My imagination, high on post-war peace and smothered in sickly sweet safety cannot contort itself into the shape of the word ‘Holocaust’.
Under the Sun
When I was asked to write a poem for a Holocaust Memorial event at my university I felt incredibly unqualified. I had only recently begun to write sociopolitical poetry and had no knowledge of the Holocaust beyond what I had learnt in school. To tell the truth, I have always avoided Holocaust-related materials because I have not been brave enough to try to grasp the magnitude of those horrors. I have also felt somewhat detached from it, in a way that I don’t feel for other tragedies like the Transatlantic Slave Trade. This poem is as much a wake-up call for me as I hope it will be for other people who have not yet engaged with Holocaust history.

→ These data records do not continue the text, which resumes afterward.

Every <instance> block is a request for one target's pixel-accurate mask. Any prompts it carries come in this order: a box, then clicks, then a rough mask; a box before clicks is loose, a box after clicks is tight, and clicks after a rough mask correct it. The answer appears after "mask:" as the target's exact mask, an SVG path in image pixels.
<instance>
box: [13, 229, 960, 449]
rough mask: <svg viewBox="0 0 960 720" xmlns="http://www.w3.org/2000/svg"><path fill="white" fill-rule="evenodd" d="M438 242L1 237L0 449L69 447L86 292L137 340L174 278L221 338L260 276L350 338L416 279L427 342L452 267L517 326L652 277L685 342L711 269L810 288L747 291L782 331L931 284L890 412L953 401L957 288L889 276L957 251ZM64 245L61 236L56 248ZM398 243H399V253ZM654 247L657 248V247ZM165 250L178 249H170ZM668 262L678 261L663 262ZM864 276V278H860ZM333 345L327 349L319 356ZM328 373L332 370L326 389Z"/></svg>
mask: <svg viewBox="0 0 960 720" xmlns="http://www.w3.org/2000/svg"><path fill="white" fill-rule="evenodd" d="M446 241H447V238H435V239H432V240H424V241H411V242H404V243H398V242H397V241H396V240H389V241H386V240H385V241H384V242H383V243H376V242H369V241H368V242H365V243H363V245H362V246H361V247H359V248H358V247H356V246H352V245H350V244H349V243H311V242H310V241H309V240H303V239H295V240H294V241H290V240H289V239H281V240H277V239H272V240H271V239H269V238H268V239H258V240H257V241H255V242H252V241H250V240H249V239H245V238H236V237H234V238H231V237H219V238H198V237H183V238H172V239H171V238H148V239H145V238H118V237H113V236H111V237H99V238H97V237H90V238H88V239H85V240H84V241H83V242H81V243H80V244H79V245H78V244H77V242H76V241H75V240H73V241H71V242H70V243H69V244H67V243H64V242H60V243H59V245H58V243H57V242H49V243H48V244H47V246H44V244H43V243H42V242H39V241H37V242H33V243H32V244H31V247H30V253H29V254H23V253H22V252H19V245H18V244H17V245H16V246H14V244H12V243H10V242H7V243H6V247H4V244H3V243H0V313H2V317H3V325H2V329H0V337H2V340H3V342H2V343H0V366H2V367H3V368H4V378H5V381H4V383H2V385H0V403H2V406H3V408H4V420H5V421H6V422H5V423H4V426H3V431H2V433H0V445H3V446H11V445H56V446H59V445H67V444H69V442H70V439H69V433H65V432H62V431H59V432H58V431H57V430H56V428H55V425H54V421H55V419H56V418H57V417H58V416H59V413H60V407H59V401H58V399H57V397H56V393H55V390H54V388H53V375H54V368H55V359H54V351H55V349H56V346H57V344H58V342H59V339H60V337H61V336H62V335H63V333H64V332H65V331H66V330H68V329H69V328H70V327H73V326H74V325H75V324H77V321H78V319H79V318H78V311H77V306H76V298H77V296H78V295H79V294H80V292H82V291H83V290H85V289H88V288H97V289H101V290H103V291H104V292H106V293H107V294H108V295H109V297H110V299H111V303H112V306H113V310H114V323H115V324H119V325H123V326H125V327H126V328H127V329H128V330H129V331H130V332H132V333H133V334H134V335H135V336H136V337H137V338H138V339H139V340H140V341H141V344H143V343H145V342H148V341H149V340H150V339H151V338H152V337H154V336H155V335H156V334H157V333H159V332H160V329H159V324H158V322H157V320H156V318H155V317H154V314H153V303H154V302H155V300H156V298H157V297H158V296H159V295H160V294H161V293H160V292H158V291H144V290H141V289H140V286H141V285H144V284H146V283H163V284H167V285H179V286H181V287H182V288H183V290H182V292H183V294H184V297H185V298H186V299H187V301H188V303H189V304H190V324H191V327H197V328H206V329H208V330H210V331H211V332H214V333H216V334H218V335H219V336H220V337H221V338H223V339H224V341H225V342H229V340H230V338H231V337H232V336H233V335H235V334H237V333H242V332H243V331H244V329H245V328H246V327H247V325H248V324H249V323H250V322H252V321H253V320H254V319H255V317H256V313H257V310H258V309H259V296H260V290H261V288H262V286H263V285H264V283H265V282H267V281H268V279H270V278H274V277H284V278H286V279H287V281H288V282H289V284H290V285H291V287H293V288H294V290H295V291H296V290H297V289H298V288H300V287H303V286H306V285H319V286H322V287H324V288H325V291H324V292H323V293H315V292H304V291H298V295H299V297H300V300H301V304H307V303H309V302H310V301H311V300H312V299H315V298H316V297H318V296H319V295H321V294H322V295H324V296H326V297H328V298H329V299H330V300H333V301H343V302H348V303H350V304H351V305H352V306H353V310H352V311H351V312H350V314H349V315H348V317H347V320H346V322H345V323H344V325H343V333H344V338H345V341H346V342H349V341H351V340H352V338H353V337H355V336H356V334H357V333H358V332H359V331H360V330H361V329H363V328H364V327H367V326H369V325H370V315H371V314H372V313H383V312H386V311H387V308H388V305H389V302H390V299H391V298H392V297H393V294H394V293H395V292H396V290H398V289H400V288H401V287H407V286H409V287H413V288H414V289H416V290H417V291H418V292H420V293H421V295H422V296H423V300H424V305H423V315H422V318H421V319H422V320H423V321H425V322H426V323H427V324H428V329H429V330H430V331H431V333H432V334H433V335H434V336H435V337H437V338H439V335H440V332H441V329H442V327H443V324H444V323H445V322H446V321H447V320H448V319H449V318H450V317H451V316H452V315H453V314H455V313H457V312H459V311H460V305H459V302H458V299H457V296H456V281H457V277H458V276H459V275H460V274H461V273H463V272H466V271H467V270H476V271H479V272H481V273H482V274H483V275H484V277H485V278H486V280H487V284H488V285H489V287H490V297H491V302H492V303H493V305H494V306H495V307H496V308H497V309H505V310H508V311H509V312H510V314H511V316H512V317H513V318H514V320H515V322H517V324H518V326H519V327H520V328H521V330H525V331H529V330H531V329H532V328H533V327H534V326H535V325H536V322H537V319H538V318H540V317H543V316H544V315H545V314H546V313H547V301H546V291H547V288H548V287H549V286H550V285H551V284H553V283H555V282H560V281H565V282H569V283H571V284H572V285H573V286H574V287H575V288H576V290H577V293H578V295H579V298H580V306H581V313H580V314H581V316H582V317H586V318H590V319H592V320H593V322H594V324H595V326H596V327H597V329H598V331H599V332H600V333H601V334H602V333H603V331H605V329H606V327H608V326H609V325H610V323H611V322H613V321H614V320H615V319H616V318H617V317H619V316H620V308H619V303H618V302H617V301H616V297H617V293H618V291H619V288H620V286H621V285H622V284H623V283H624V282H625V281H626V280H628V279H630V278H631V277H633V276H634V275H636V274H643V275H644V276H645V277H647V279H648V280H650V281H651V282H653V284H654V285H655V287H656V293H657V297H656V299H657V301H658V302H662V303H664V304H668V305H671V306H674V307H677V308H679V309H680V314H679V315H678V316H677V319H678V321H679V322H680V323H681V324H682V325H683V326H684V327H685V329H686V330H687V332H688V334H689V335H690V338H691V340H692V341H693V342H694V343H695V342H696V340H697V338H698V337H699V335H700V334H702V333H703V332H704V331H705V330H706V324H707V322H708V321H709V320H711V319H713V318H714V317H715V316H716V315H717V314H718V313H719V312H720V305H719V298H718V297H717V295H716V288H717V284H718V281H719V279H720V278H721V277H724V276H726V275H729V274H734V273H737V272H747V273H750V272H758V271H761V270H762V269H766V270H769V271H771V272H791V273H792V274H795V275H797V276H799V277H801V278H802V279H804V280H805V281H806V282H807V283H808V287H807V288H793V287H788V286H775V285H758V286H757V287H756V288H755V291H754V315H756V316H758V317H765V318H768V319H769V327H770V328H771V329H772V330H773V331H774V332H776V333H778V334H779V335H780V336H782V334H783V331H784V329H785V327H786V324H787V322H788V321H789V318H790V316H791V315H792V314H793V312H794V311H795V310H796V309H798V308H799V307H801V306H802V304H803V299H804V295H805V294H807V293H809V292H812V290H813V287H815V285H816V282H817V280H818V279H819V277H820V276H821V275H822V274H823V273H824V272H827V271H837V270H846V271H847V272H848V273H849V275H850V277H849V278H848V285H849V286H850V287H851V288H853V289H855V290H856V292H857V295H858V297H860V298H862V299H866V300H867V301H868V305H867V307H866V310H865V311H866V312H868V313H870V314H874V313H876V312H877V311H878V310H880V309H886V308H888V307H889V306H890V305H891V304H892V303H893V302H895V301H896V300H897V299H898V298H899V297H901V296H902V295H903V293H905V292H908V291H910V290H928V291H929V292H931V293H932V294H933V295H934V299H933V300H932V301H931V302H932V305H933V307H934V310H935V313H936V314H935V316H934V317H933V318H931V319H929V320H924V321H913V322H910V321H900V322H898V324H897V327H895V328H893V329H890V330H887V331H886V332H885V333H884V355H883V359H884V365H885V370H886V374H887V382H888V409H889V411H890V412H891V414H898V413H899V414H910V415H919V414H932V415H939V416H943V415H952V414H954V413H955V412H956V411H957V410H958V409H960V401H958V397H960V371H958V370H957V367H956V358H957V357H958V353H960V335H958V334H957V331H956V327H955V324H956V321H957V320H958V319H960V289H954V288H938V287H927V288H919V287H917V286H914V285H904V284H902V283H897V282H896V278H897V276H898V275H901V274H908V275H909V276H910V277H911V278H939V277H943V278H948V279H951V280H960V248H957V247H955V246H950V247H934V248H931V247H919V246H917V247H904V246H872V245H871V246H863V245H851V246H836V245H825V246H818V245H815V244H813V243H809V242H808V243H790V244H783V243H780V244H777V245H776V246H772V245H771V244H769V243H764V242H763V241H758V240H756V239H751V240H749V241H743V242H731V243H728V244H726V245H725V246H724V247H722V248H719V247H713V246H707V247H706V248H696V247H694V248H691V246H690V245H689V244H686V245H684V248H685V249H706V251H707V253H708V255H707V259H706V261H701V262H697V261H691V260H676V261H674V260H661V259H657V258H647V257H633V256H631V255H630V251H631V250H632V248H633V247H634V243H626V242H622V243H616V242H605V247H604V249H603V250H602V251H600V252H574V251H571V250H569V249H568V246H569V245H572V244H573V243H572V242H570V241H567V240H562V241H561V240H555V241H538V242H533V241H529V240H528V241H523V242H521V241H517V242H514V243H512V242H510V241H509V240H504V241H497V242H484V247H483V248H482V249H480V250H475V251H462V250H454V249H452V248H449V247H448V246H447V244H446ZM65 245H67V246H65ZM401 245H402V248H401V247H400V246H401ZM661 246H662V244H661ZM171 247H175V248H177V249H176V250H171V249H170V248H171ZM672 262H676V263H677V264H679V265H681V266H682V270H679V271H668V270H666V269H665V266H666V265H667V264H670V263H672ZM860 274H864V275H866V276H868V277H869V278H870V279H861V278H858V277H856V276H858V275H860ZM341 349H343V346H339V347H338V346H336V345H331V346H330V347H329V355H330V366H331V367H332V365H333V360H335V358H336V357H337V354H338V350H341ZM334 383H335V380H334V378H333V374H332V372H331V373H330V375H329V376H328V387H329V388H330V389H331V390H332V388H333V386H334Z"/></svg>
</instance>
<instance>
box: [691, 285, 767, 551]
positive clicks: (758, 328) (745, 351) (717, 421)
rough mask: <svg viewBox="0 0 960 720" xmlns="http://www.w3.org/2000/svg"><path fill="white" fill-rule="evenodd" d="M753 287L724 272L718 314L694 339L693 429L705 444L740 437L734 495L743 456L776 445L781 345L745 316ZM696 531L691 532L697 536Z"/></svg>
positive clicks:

I often wonder what the sun must make of us What moral judgements it pronounces against our collective self-harm. Does it burn in contempt of the cruelty it has seen Or are its fires a reflection of our own black desires? I often wish I was as old and as everywhere as the sun With a gaze like a shard of light, sharp enough to pierce hard hearts and release the echo of lives swallowed up in hate. Maybe then I could comprehend the stories I've heard, of horrors unwitnessed, that I am responsible for remembering. But I am not like the sun. My imagination, high on post-war peace and smothered in sickly sweet safety cannot contort itself into the shape of the word 'Holocaust'. Movies move me for a moment, I am constrained by reconstructions for a time but all these leave me much too whole, much too home, much too un-displaced. Yet, I am one with this broken humanity as we all are We do not share in the sun's isolation. When fragments of the past fall down to us on the lips of those whose memories know more shades of black, more shades of red than their imaginations We must not shy away from the intensity of that colour. When they are gone, we must carry their words on our tongues, their hearts on our sleeves, their tears on our cheeks. The responsibility of remembering is too heavy to bear alone It would slow your heart, take your breath away, quench all hope. It is a good thing, then, that that burden lies on the shoulders of those with and without memories. It is a good thing, then, that that burden lies on the shoulders of everyone under the sun.